Éditions la Contre-Allée 2022.

 

06/06/2022

Les choses sont contre nous

Ami.e.s du tiède, du mou, du consensus, passez votre chemin.Dans ces, je cite ,"essais féministes au vitriol", L'autrice des Lionnes se lance dans des diatribes revigorantes contre , pêle-mêle, la société patriarcale,"Les pistons et les pompes" et autres symboles phalliques, dénigre les romans noirs, analyse en détails "La petite maison dans la prairie", conseille aux filles des "Morning routine" de "sauver les baleines, de planter des arbres, de construire des voies ferrées, de démanteler Guantánamo, de rencontrer des gens ou juste de lire un livre. ", s'en prend aux soutien-gorges, prône la grève du sexe, dézingue Trump avec des formules qu'aucun journaliste n'oserait employer et regrette "L’art perdu du pas-bouger", auquel elle consacre un chapitre entier. lucy ellmann,claro
De longues énumérations charrient ses griefs ou ceux à qui elle s'en prend, mais l'humour n'est jamais absent , un humour souvent grinçant, qui ne plaira pas à tout le monde mais qui m'a beaucoup fait sourire. Mettre sur le même plan des dictateurs sanguinaires et les emprunteurs de livres n'est pas donné à tout le monde.
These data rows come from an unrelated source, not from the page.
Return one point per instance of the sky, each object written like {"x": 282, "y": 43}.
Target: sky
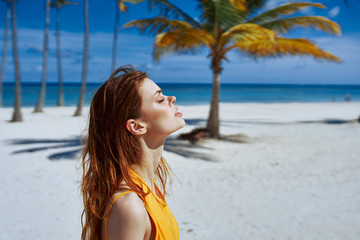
{"x": 136, "y": 49}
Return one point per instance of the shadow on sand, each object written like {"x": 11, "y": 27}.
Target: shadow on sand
{"x": 62, "y": 145}
{"x": 70, "y": 148}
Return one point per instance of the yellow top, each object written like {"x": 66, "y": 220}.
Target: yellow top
{"x": 164, "y": 221}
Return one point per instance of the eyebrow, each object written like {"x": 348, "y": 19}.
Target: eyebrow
{"x": 158, "y": 92}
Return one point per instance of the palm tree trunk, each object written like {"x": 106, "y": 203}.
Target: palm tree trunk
{"x": 116, "y": 31}
{"x": 213, "y": 119}
{"x": 17, "y": 116}
{"x": 212, "y": 125}
{"x": 78, "y": 111}
{"x": 58, "y": 54}
{"x": 5, "y": 46}
{"x": 39, "y": 106}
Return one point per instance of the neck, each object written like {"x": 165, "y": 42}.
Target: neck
{"x": 152, "y": 152}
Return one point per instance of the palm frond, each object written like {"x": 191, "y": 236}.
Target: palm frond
{"x": 245, "y": 32}
{"x": 168, "y": 9}
{"x": 252, "y": 6}
{"x": 284, "y": 47}
{"x": 284, "y": 9}
{"x": 157, "y": 25}
{"x": 320, "y": 23}
{"x": 182, "y": 40}
{"x": 239, "y": 4}
{"x": 220, "y": 14}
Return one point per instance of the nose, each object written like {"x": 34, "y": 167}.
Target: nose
{"x": 172, "y": 99}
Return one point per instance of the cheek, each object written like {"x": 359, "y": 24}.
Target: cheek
{"x": 160, "y": 120}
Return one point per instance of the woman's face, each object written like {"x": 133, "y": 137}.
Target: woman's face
{"x": 158, "y": 111}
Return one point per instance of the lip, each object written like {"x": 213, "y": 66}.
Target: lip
{"x": 178, "y": 114}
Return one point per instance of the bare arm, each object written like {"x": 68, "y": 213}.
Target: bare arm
{"x": 128, "y": 219}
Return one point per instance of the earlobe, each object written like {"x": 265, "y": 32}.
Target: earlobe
{"x": 135, "y": 127}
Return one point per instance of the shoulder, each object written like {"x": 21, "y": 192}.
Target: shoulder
{"x": 129, "y": 205}
{"x": 128, "y": 218}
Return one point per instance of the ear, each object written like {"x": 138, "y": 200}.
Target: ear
{"x": 135, "y": 127}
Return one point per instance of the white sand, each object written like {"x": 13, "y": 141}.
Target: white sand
{"x": 297, "y": 178}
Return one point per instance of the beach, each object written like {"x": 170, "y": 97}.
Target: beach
{"x": 296, "y": 175}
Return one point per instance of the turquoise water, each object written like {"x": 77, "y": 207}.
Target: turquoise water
{"x": 189, "y": 94}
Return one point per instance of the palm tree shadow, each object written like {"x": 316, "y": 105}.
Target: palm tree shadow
{"x": 47, "y": 144}
{"x": 67, "y": 152}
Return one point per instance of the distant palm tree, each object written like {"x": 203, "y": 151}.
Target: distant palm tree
{"x": 58, "y": 4}
{"x": 17, "y": 116}
{"x": 78, "y": 111}
{"x": 5, "y": 46}
{"x": 40, "y": 103}
{"x": 233, "y": 24}
{"x": 120, "y": 6}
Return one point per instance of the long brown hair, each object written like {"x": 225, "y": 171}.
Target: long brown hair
{"x": 110, "y": 148}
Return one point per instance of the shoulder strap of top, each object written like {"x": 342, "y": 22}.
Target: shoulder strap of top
{"x": 107, "y": 217}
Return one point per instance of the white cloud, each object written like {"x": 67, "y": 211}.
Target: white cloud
{"x": 334, "y": 12}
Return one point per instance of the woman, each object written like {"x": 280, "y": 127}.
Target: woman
{"x": 130, "y": 120}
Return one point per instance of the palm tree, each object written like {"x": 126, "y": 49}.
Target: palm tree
{"x": 58, "y": 4}
{"x": 120, "y": 7}
{"x": 39, "y": 105}
{"x": 78, "y": 111}
{"x": 17, "y": 116}
{"x": 232, "y": 24}
{"x": 5, "y": 46}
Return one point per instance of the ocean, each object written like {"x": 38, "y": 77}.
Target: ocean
{"x": 190, "y": 94}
Bref, des textes décapants et des points de vue originaux , auxquels on n’adhèrera pas forcément toujours , font de ces essais une lecture hautement stimulante . La traduction de Claro est comme d'habitude juste parfaite.

Et zou, direction l'étagère des indispensables.

 

Éditions du Seuil 2022.

294 pages

16/05/2022

Le pays des phrases courtes

"Personne ne veut savoir comment tu vas, dit-il .Souviens-toi de ça. "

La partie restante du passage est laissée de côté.